Product review | Cardo Freecom 4X bluetooth intercom tested

Cardo Freecom 4X review

Waterproof, JBL audio, voice activation. It’s got the gadgets, but is it any good? Here’s our review of the Cardo Freecom 4X intercom.

When it comes to intercoms, there tend to be two camps - those who prefer to ride with the engine as their companion, and those who enjoy a bit of music/radio/chitchat. For those of you in that second camp, the Cardo Freecom 4X unit could well be one of the best on the market at its price point. 

But before we get ahead of ourselves, let's ‘set the scene’ for you.

Primarily a Bluetooth intercom to connect you with up to 4 riders, the Freecom 4X device isn’t limited to just chatting as you ride.

In the box is a pair of superb quality JBL speakers, Bluetooth 5.2 connectivity (that’ll auto-connect and remember your device when switched on), and crisp mic quality, allowing both voice-activated device functions (Hey Siri etc) and auto noise-cancellation for the benefit of the person on the other end of the phone, who won't hear the worst of the wind rushing into your lid.
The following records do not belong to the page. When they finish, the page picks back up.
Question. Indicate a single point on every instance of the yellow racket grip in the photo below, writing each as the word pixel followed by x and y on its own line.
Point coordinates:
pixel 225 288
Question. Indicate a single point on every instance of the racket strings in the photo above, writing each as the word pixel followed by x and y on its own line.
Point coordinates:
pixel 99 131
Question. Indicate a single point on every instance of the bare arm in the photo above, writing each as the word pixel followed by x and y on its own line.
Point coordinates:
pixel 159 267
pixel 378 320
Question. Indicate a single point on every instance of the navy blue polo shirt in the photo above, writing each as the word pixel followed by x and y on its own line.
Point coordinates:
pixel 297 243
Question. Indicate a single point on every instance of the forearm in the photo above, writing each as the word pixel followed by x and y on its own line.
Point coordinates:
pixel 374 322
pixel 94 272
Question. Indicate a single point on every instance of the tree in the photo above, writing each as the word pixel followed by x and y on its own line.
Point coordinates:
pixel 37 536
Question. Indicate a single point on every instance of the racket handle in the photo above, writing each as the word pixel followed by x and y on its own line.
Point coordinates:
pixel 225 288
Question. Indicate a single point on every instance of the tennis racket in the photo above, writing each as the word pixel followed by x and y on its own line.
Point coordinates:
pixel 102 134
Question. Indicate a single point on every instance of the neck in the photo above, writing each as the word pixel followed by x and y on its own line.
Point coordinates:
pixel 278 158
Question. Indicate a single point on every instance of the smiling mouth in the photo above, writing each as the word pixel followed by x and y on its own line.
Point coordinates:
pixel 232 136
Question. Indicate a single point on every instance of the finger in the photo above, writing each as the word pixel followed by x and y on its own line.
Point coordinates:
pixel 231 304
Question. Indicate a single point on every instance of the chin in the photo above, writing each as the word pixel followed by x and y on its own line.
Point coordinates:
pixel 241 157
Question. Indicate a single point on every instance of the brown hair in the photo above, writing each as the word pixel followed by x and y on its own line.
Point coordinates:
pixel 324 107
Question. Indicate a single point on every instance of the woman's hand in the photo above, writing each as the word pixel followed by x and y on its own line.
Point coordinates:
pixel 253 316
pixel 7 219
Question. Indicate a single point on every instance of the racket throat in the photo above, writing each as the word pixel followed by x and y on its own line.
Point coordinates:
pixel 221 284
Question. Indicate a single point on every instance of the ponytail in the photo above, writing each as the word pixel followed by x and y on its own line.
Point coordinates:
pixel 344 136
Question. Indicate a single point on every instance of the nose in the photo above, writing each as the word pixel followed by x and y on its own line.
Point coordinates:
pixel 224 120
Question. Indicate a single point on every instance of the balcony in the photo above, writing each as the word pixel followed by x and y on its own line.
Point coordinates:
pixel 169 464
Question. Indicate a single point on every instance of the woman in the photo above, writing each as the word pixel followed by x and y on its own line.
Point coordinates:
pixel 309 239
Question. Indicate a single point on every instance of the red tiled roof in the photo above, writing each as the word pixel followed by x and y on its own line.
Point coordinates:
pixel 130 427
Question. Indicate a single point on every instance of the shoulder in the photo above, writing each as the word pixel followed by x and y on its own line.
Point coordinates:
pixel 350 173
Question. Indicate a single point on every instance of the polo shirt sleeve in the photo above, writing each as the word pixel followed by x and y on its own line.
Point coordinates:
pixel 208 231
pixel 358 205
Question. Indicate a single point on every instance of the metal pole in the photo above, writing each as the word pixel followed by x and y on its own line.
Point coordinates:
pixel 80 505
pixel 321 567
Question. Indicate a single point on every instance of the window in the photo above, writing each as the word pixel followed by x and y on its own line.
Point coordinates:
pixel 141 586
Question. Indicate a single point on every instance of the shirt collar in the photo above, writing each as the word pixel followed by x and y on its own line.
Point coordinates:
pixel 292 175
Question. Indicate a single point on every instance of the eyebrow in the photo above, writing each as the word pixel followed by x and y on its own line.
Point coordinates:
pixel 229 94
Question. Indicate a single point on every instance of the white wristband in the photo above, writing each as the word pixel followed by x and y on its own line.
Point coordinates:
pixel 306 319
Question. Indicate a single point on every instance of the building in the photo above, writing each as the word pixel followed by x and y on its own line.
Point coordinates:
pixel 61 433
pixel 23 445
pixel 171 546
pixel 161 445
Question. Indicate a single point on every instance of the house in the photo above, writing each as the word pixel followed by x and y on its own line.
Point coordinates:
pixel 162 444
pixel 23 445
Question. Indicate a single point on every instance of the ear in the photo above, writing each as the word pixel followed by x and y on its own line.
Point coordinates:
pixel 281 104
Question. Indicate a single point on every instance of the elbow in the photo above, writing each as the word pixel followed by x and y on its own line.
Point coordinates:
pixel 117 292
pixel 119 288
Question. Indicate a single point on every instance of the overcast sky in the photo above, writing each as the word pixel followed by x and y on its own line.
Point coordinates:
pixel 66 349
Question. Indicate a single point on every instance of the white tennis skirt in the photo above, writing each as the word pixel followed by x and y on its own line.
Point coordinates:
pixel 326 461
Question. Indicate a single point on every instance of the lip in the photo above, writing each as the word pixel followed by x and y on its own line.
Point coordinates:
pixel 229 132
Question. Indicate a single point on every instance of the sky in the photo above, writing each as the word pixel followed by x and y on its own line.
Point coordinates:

It’s a do-it-all bit of kit.

Cardo Freecom 4x

Cardo Freecom 4X Price & availability 

Priced up at around £190 - 235 (depending on where you shop online), the Freecom 4X single unit sits around the top-middle of budget and premium, but provides features accordingly. A Duo set with two devices (perfect for you and your pillion, or riding buddy) will set you back around £370, though I’ve seen it at £435 in some online retailers. 

You’ll find the devices for sale in your local dealership, or online at your favourite biking accessories store - there are plenty of places to pick one up from, so shop around for the best deal. Head to the Cardo site for more info on availability and a dealer locator.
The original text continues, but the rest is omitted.